Как мучительно болит голова... Кто-то подошел к изголовью, прохладная рука легла на лоб. Стало легче... Юля? Ты здесь, любимая? Как хорошо! Я знал, что ты придешь... Плачешь? Кто обещал мне быть сильной-сильной…. Где же дети? А, Делио... Какой ты огромный, Делио… Тебе уж восемь лет... Нет, девять, прости, ошибся. Знаешь, у папы болит голова, но это пройдет... И Джулио здесь? Здравствуй, малыш! Мама писала, что у тебя выпал первый молочный зуб и ты хотел прислать его мне жаль, что не прислал. Ну ничего, ты сам приехал, это куда лучше... Куда же вы уходите?.. Кто это? Вон!.. Пусть убирается! Слышите! Я вас не звал!..

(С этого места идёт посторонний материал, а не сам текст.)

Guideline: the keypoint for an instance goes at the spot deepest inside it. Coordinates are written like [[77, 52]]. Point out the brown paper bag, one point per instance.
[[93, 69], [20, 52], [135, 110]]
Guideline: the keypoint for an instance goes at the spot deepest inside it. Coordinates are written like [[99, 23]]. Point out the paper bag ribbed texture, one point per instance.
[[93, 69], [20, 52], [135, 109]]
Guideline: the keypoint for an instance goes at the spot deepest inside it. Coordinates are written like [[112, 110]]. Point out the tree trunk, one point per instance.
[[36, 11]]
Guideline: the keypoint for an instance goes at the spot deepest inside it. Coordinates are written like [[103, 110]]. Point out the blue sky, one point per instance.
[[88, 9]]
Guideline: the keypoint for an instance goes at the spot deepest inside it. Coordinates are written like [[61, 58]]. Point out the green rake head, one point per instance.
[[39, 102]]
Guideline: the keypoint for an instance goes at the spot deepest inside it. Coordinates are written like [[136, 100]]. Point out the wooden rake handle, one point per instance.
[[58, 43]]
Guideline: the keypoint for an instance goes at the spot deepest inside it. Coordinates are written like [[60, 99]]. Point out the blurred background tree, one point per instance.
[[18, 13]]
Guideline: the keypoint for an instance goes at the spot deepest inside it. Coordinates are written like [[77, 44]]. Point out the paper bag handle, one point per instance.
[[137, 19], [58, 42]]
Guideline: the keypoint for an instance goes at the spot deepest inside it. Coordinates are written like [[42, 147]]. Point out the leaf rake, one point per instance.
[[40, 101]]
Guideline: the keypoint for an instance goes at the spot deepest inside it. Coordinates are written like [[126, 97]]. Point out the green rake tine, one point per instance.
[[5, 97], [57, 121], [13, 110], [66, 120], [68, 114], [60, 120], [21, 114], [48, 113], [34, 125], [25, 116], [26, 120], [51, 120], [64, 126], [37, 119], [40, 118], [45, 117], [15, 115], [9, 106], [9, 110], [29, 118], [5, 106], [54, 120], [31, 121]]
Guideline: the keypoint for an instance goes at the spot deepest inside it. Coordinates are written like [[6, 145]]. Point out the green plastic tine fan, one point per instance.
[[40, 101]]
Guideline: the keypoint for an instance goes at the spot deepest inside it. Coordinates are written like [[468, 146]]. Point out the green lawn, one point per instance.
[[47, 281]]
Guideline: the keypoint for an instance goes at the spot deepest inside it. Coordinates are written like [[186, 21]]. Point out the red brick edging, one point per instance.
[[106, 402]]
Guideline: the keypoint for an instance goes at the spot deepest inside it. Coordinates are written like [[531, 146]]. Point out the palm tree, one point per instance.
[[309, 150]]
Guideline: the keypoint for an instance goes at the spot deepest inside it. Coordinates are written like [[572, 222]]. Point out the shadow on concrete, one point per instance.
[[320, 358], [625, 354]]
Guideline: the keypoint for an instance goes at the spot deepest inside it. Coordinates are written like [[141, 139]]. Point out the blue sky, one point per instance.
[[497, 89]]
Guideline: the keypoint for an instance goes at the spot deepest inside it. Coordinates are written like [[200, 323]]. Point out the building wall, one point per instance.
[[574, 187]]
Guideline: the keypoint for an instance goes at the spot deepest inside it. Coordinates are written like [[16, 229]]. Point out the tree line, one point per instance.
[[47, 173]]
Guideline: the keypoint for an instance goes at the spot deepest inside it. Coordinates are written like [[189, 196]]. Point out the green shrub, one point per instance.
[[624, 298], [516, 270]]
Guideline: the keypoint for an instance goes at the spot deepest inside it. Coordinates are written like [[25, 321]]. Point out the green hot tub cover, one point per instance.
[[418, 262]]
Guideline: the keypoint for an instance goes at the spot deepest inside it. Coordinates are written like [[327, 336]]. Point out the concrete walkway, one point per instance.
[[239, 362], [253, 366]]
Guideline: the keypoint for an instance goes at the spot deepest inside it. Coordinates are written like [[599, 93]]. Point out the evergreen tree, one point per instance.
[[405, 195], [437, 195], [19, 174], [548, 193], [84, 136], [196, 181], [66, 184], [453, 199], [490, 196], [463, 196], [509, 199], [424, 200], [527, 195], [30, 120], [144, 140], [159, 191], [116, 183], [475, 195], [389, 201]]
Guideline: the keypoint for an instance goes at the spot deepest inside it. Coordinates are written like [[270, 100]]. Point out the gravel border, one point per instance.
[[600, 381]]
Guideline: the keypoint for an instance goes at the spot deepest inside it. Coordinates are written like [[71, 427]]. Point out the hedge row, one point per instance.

— Успокойся, Антонио, он ушел.
— Кто здесь? Тромбетти... Где я?
— Где? В тюрьме Тури, разумеется. Лежи спокойно» Антонио. Тебе надо лежать. Хочешь спросить, как я сюда попал? Начальник тюрьмы разрешил перебраться в твою камеру. Принимаешь квартиранта? Все-таки помогу, если что... Хочешь пить? Лежи, лежи... Вот так. Что с тобой было? Ты бредил, Антонио, стонал, смеялся, говорил с детьми, хорошо говорил, ласково. Потом явился святой отец... Не в бреду. Вполне натуральный поп, от него за версту разило святостью и подгоревшим луком. Ты его выгнал... Дай-ка оботру тебе лицо.

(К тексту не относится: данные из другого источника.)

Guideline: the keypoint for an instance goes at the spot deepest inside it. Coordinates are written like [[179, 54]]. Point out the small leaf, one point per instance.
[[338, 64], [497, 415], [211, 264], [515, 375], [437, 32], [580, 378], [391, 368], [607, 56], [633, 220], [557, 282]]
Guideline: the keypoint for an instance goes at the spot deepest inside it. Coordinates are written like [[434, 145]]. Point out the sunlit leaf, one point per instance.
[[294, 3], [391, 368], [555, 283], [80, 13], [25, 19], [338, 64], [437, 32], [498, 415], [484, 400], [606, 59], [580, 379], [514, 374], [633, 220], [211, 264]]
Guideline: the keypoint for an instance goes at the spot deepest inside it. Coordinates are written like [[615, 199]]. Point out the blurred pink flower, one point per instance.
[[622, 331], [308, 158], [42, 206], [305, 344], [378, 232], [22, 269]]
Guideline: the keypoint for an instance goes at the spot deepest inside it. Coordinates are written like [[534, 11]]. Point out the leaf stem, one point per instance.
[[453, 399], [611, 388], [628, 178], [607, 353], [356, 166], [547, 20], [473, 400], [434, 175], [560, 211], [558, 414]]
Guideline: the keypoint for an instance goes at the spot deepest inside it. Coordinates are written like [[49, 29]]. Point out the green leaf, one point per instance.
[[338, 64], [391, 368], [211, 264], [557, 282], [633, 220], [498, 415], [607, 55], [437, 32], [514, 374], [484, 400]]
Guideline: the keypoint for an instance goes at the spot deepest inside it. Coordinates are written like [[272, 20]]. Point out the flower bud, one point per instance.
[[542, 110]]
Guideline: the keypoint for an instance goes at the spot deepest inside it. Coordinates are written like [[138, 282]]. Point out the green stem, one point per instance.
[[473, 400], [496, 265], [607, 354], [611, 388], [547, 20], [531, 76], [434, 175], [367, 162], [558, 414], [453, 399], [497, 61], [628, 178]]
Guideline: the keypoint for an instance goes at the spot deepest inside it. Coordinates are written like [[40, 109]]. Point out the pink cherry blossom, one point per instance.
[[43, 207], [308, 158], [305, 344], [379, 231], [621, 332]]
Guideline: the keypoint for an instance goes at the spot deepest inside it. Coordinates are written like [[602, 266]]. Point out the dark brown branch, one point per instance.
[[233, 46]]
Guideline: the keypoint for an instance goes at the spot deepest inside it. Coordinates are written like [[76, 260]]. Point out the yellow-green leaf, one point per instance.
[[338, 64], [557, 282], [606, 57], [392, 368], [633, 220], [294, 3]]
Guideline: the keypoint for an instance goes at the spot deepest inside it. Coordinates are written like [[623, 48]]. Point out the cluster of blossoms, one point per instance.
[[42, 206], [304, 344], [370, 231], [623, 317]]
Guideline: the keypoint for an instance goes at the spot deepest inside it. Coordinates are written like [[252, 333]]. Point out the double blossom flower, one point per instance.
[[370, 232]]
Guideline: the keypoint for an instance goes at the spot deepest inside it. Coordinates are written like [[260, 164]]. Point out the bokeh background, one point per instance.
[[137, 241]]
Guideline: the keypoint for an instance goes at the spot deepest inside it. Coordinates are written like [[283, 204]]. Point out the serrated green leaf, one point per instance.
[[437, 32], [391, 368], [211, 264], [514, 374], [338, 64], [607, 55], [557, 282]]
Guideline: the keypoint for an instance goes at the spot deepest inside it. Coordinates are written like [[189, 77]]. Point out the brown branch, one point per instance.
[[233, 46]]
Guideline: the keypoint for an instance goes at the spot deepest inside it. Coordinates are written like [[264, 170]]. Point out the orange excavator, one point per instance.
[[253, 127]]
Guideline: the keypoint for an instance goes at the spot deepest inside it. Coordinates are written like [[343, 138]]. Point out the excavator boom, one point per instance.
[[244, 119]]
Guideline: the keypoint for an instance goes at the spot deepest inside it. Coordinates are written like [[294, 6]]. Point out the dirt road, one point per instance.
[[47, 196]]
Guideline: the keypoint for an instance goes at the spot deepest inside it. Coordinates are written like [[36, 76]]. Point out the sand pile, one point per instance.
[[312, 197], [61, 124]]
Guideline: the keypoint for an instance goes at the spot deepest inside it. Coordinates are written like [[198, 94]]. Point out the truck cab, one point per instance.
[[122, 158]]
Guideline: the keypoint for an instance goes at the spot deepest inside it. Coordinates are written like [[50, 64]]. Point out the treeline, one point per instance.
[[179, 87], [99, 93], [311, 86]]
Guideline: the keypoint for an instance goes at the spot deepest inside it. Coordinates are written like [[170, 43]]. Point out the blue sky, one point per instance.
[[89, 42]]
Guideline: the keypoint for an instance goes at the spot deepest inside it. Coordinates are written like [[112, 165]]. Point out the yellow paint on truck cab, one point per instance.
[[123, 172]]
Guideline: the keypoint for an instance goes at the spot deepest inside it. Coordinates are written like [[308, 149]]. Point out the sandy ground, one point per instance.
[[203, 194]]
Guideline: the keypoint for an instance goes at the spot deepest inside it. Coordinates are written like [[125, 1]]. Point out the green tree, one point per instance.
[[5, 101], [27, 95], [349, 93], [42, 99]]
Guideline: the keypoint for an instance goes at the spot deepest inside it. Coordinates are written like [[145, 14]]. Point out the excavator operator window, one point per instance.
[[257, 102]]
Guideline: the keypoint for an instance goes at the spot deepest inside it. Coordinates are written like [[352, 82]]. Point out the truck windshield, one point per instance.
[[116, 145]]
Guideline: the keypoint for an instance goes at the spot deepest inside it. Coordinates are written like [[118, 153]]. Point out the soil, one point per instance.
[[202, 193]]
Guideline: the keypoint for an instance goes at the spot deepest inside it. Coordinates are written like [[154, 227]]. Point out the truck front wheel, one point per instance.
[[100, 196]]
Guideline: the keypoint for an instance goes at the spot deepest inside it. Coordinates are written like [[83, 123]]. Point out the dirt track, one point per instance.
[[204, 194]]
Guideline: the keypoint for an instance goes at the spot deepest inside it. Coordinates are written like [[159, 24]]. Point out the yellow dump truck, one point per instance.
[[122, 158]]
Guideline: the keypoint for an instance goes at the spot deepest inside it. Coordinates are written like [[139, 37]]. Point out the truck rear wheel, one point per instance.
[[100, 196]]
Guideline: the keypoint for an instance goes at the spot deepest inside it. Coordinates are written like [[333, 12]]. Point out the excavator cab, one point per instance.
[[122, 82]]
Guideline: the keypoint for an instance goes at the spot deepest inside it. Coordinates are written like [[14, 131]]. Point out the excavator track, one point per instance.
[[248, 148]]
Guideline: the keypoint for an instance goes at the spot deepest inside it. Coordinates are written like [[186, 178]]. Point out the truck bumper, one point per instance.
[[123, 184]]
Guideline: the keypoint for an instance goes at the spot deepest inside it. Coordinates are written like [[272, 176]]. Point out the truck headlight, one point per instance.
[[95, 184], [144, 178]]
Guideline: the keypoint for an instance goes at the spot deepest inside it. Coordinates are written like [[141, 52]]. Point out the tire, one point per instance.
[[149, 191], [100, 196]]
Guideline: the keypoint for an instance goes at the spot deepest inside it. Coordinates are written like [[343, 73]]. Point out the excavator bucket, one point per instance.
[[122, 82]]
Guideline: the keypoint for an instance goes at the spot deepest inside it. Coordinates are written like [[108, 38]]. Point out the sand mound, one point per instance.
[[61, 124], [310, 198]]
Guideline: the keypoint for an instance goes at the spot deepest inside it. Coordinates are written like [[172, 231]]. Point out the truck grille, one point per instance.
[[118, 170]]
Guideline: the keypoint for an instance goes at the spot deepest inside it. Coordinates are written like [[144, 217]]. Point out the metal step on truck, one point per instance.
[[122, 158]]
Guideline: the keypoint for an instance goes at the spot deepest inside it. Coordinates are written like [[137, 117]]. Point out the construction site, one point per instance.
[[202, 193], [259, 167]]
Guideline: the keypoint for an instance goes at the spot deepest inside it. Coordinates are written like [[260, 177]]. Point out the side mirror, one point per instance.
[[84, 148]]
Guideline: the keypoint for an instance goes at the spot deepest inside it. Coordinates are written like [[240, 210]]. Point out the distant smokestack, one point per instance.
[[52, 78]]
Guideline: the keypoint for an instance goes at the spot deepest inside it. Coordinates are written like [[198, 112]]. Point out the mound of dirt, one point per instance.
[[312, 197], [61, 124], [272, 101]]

— Если вздумают причащать меня, не позволяй, Густаво.
— Не позволю, будь спокоен.
— Наверное, я очень болен, Густаво. Я разучился подсмеиваться над самим собой. Плохой признак.

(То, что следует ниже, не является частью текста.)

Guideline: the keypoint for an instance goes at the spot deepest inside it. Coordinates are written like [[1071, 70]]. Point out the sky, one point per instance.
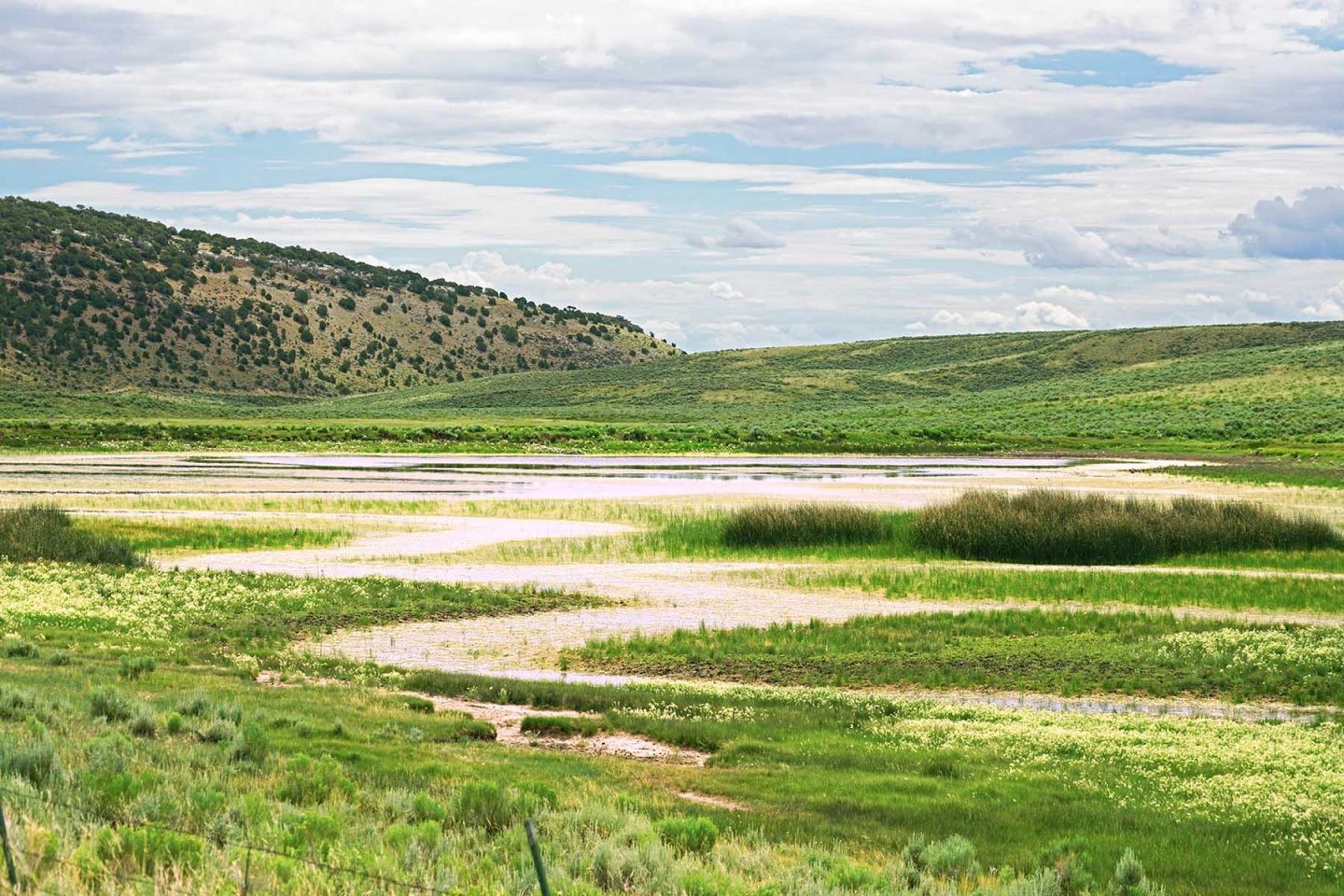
[[724, 174]]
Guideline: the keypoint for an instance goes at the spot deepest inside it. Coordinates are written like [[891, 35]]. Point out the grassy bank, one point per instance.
[[1059, 526], [1041, 651]]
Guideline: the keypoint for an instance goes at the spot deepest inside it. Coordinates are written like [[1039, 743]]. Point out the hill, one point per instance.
[[95, 301], [1237, 385]]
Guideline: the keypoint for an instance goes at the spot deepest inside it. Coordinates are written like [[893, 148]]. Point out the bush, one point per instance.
[[307, 782], [18, 649], [31, 757], [218, 731], [804, 525], [693, 834], [494, 807], [1130, 880], [17, 704], [136, 666], [110, 704], [40, 532], [144, 724], [250, 745], [1059, 526]]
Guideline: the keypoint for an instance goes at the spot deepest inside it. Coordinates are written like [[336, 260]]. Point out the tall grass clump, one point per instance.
[[804, 525], [40, 532], [1059, 526]]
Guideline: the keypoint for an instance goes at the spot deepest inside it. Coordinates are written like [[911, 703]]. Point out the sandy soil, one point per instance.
[[509, 721]]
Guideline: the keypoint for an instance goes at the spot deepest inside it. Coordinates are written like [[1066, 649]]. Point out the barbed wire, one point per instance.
[[330, 868]]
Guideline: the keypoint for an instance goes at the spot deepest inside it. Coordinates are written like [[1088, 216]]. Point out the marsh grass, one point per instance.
[[1069, 653], [40, 532], [1047, 525], [809, 525], [208, 535]]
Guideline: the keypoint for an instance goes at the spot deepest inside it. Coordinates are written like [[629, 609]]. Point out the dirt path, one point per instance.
[[648, 598], [509, 730]]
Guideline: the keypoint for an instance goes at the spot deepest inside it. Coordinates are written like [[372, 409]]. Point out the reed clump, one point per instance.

— Ерунда, Антонио. Ты еще им покажешь.
— Обещай мне, Густаво. Когда ты выйдешь из тюрьмы...
— Еще сколько ждать!
— ...Расскажешь моей жене и детям, все расскажешь.
— Антонио, да ты сам...
— Обещаешь?
— Обещаю.
Лязгнули запоры. Вошел тюремный надзиратель Вито Семерано. На его широком крестьянском лице было написано искреннее сочувствие. Среди служащих тюрьмы, как и всюду, были люди, ненавидящие фашизм. Они старались не причинять заключенным лишнего зла.
— Сейчас придет доктор,— сказал Семерано.— Но очень-то он хотел.
Надзиратель подошел к Грамши, внимательно посмотрел на искаженное болью лицо больного, покачал головой и повернулся к Тромбетти.
— Ну, он согласился? Ведь доктор спросит.
Тромбетти пожал плечами. Семерано недовольно крякнул.
— Упрямые вы, коммунисты, люди. Что стоит подписать паршивый клочок бумаги.
— Речь идет о прошении, не так ли? — спросил Грамши. Он трудно и тяжело дышал, но голос его звучал спокойно.— Просьба о помиловании, обращенная лично к Муссолини. Это отнюдь не ново, это довольно старо. Я не буду просить о помиловании.
— Многие в стране хотят видеть тебя на свободе,— угрюмо сказал Тромбетти.— Они думают, что ты имеешь право сделать это.
— Они хорошие люди, по они слепы. И довольно об этом. Я не хочу кончать жизнь самоубийством.
В коридоре послышались шаги. Надзиратель торопливо окинул взглядом камеру и встал у двери.
Вошел тюремный врач. Не обращая внимания на больного, он буркнул надзирателю:
— Ну?
Семерано виновато развел руками:
— Разрешите доложить, синьор доктор...
Не дослушав, врач повернулся к лежащему неподвижно Грамши:
— Все понятно. Заключенный номер семь тысяч сорок семь. Вы опять жалуетесь на здоровье. Вы здоровы. Я не считаю нужным оказывать вам медицинскую помощь. Вы наш политический враг. Желаю вам смерти, заключенный номер семь тысяч сорок семь.
Врач деревянно повернулся и, выбрасывая вперед негнущиеся ноги и отбивая такт руками, явно подражая кому-то из фашистских бонз, вышел из камеры. Гулко прозвучали в коридоре шаги и стихли. Надзиратель оторопело взглянул на больного.
— Я хотел сделать как лучше.
Снова открылась и закрылась железная дверь. Лязгну-» ли засовы.
Грамши метался на койке.
— Темно... Как темно... Где солнце?.. Нет, нет!.. Нельзя жить в мире без солнца!..
Влажным полотенцем Тромбетти вытер больному лицо. Грамши затих. Заботливо подоткнув тонкое и шершавое тюремное одеяло, Тромбетти осмотрелся — что бы еще сделать? Больше делать было нечего. Он сел на табурет возле изголовья. Грамши по-прежнему дышал тяжело. Тромбетти всматривался в хорошо знакомые черты и думал — откуда в физически немощном человеке такая неукротимая сила.